The April 17, 2008, edition of The Economist noted Bowdoin in an article on university admissions: "So-called 'almost-Ivies' such as Bowdoin and Middlebury also saw record low admission rates this year. It is now as hard to get into Bowdoin, says the college's admissions director, as it was to get into Princeton in the 1970s." Many students apply for financial aid, and around 85% of those who apply to receive aid. Bowdoin is a need-blind and no-loans institution. While a significant portion of the student body hails from New England—including nearly 25% from Massachusetts and 10% from Maine—recent classes have drawn from an increasingly national and international pool. The median family income of Bowdoin students is $195,900, with 57% of students coming from the top 10% of highest-earning families and 17.5% from the bottom 60%. Although Bowdoin once had a reputation for homogeneity, a diversity campaign has increased the percentage of students of color in recent classes to more than 31%. In fact, admission of minorities goes back at least as far as John Brown Russwurm 1826, Bowdoin's first Black college graduate and the third Black graduate of any American college.
Academics
Course distribution requirements were abolished in the 1970s but were reinstated by a faculty majority vote in 1981 due to an initiative by oral communication and film professor Barbara Kaster.
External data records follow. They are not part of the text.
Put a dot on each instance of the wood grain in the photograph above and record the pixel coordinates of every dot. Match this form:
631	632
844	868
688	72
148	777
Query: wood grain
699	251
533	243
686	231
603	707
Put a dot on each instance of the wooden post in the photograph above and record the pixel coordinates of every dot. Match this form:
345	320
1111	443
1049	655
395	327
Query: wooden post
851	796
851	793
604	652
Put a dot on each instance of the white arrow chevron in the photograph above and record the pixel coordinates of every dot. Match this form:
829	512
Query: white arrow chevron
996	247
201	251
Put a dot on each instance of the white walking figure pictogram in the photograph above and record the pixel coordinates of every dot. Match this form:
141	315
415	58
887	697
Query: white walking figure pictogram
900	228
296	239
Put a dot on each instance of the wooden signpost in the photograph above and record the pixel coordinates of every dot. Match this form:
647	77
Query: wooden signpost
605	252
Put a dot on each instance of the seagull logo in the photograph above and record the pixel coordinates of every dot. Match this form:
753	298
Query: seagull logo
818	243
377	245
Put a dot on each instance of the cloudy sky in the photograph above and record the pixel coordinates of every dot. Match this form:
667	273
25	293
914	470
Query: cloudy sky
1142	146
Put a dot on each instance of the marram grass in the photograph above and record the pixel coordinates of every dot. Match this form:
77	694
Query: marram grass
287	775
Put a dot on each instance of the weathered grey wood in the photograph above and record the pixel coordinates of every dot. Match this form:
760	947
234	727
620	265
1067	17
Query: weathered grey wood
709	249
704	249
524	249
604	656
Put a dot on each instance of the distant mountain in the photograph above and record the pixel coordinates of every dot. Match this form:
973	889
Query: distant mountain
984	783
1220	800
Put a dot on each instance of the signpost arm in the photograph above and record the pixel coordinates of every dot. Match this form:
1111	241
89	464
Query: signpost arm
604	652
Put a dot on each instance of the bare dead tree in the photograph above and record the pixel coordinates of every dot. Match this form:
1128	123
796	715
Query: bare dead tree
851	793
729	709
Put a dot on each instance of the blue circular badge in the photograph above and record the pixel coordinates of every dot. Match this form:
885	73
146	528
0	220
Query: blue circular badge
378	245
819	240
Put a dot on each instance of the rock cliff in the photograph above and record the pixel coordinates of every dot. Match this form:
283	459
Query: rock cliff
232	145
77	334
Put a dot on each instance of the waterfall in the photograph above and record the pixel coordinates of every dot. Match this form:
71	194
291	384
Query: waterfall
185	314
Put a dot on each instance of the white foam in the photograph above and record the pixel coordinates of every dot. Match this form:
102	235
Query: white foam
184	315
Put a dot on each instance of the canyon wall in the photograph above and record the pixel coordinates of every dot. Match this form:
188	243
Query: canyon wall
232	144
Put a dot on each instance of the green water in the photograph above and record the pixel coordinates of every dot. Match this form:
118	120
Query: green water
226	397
She insisted that distribution requirements would ensure students a more well-rounded education in a diversity of fields and therefore present them with more career possibilities. The requirements of at least two courses in each of the categories of Natural Sciences/mathematics, social and behavioral sciences, humanities/Fine Arts, and foreign studies took effect for the class of 1987 and have been gradually amended since then. Current requirements require one course each in natural sciences, quantitative reasoning, visual and performing arts, international perspectives, and difference, power, and inequity. A small writing-intensive course, called a first-year seminar, is also required. The most popular majors, by 2021 graduates, were:In 1990, the Bowdoin faculty voted to change the four-level grading system to the traditional A, B, C, D, and F system. The previous system, consisting of high honors, honors, pass, and fail, was devised primarily to de-emphasize the importance of grades and to reduce competition. In 2002, the faculty decided to change the grading system to incorporate plus and minus grades. In 2006, Bowdoin was named a "Top Producer of Fulbright Awards for American Students" by the Institute of International Education.
Other notable Bowdoin faculty include : Edville Gerhardt Abbott, Charles Beitz, John Bisbee, Paul Chadbourne, Thomas Cornell, Kristen R. Ghodsee, Eddie Glaude, Joseph E. Johnson, Richard Morgan, Elliott Schwartz, Kenneth Chenault, and Scott Sehon.